2016 Assembly Elections in Assam and the aftermath

GAUTAM KUMAR BORDOLOI

Although the Bharatiya Janata Party (BJP) failed to fulfill its target of ‘Mission 84’ in Assam on its own, yet the BJP-led coalition could create a kind of history by winning 86 out of 126 Assembly seats in the election held in April this year, inflicting a major blow to the ruling Congress, which staged a poor show winning just 26 seats. The 14th Legislative Assembly election in Assam is significant in the sense that it saw the trouncing of the Congress government which ruled Assam for three consecutive terms since 2001.

The Congress suffered from the malaise of dissidence and defection, particularly in its third term. The situation of lawlessness coupled with the unchecked corruption during the Congress rule heightened the anger of the electorate, especially the young generation, which resulted in the decisive mandate for a ‘change’. The anti-incumbency factor also worked against the previous government. The large-scale using of hoardings and posters throughout the state to project 15 years of ‘development’ by the Congress couldn’t save the situation for the octogenarian Chief Minister, Tarun Gogoi.

The pre-poll alliances of the BJP, the Bodoland People’s Front (BPF) and the Asom Gana Parishad (AGP) worked fine in overthrowing the Congress rule and reducing the party’s strength to 26 from 78 seats of the previous election held in 2011. Interestingly, the BPF supported the Congress government till 2014, but severed the ties as it felt that adequate concern was not being shown to the issues of the Bodoland Territorial Area District (BTAD). The BPF had no alternative but to forge an alliance with the BJP, a national party, which was “crucial in order to ensure that the voices of the Bodo people are heard”.

On the other hand, the AGP also got an opportunity after a long time to recuperate itself which was mired in umpteen controversies in the past. Although the AGP, formed after the famous Assam Accord of 1985, was in power from 1985 to1989 and again from 1996 to 2001, it was discarded later by the people primarily due to its failure to tackle the illegal foreigners issue and also due to the serious charges of corruption, nepotism, dissidence, including the horrifying ‘secret killings’ that took place during the period. With the altered political axis, the BJP could upgrade its tally this time to 60 seats (it got only 5 seats in 2011 election); the AGP and the BPF 14 seats and 12 seats respectively in the last election. The All India United Democratic Front (AIUDF) fought the recent election in 79 constituencies, but could win only 13 seats as against 18 in 2011. The party president Badaruddin Ajmal himself lost in South Salmara constituency.

All said and done, the majority of around 1.98 crore voters in the State, out of which 98 lakh were women, voted decisively this time around for a progressive ‘change’ with unbridled hopes. Particularly the young voters—around 7 lakh of them belong to the 18-19 years of age groups—seem still to be under the spell of “Modi-magic”, hoping that the new-found ‘change’ will soon turn Assam into a ‘Ram Rajya’ (the abode of Lord Rama). The same euphoria was generated among the Assamese masses when the AGP rode to power in 1985 with a promise of making a ‘Golden Assam’ in all sectors.

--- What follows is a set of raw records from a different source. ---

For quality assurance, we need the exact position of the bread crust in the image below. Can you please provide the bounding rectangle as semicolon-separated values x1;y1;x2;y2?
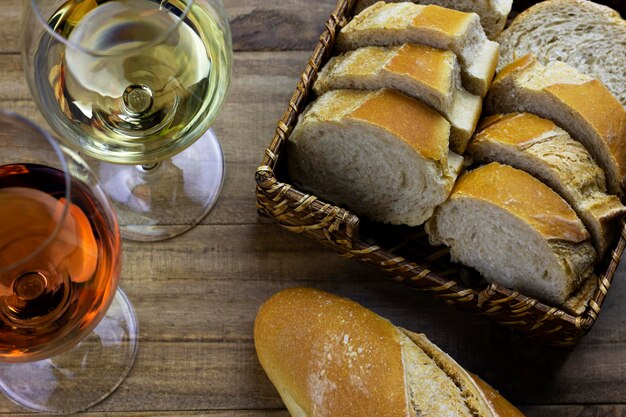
469;113;626;258
313;44;482;154
450;162;590;243
335;1;498;97
498;0;626;107
484;54;626;195
254;288;521;417
345;90;450;161
355;0;513;40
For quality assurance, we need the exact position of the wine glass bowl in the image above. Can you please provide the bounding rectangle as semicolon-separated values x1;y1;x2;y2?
24;0;232;164
0;111;137;413
22;0;232;240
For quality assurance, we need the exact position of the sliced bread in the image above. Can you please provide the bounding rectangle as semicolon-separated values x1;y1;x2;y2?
468;113;626;258
498;0;626;106
426;162;596;306
335;1;498;97
355;0;513;40
313;44;482;154
287;90;463;226
483;55;626;195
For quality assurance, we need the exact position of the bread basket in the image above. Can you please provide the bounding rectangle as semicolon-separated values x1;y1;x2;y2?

However, the hopes of the people had been dashed within a short time when the ‘power’ had gone into the heads of party functionaries and most of them turned their back to the vital issues concerning the public good. Therefore, the onus on the BJP-led present government—particularly the burden on the Chief Minister, Sarbananda Sonowal, who was conferred the sobriquet “Jatiya Nayak” (hero of the land) after his successful legal fight in the Supreme Court to repeal the Illegal Migrants (Determination by Tribunal) Act, 1983—is too high for quick deliverance from all wrongdoings of the past. Given the media-highlighted track record of some of his party colleagues and coalition partners, Sonowal has no doubt an uphill task to accomplish by being most vigilant all along.

The AGP had failed miserably to implement the ‘Assam Accord’ for various reasons. The sealing of porous border with Bangladesh to tackle the issue of illegal migrants will be a test case of sincerity for both the Central and State governments now. As corruption was clearly rampant in Assam during the Congress regime, it will not be easy to weed out the same completely. However, even if the present government takes up the single task of making the recruitments through the Assam Public Service Commission corruption-free and hundred per cent on the basis of merit, it will earn the continuous support of the educated youth of the State.

For the less educated but otherwise skilled young people, provision of ‘gainful employment’ must be created within the State so that the exodus for petty jobs can be minimized to a considerable extent. The on-going exercise for preparing a correct National Register of Citizens (NRC) is being watched with high hopes by all the indigenous people for their secure future. Besides, there are numerous other problems wanting concrete steps for lasting solution like recurring floods and erosion, unchecked poaching of rhinos in the Kaziranga National Park and plundering of other forest resources; granting of S.T. status to six communities of the State and the consequences thereof; erosion of indigenous culture and local languages; stunted growth of the agricultural sector despite the periodical drum beating; a listless academic sector that routinely churns out ‘educated youth’, large number of whom are hardly employable; the contentious issue of construction of river dam at the lower Subansiri region, the agonies of tea tribe and so on.

The list of hurdles blocking the actual growth of Assam will be much longer than this one. While the appeasement policy and sops provided by the earlier governments could make at best a handful of tribal leaders in the hill districts and other areas richer, the plight of the common people in those remote areas is quite pathetic to say the least. Most of the development funds meant for them have been siphoned off and gone to the coffers of the bureaucratic and political class. Apart from all these problems, it will also be interesting to monitor as to how this government will handle the hidden design of some allegedly patronized Hindu zealots—who are more fixated with the demonstrative rituals rather than with the compassion as taught by Hindu philosophy—in this oasis of communal harmony called Assam or for that matter, the entire north-eastern region. The tacit design to foment mistrust among people on the basis of religion has no sanction in a civilized, global world. The same is equally true in the case of Islamic fundamentalism which is being condemned by the sensible people worldwide, cutting across religions and faiths.

While the euphoric masses across the State are awaiting positive changes with bated breath, the sceptics are keeping their fingers crossed. This – once bitten twice shy – group of people will be closely watching in the days ahead the activities of the politicians of the new ruling coalition – quite a sizeable number of whose adherence to any strong political ideology and allegiance to a political party have been evidently seasonal.

Gautam Kumar Bordoloi is a Guwahati-based freelance writer and publisher.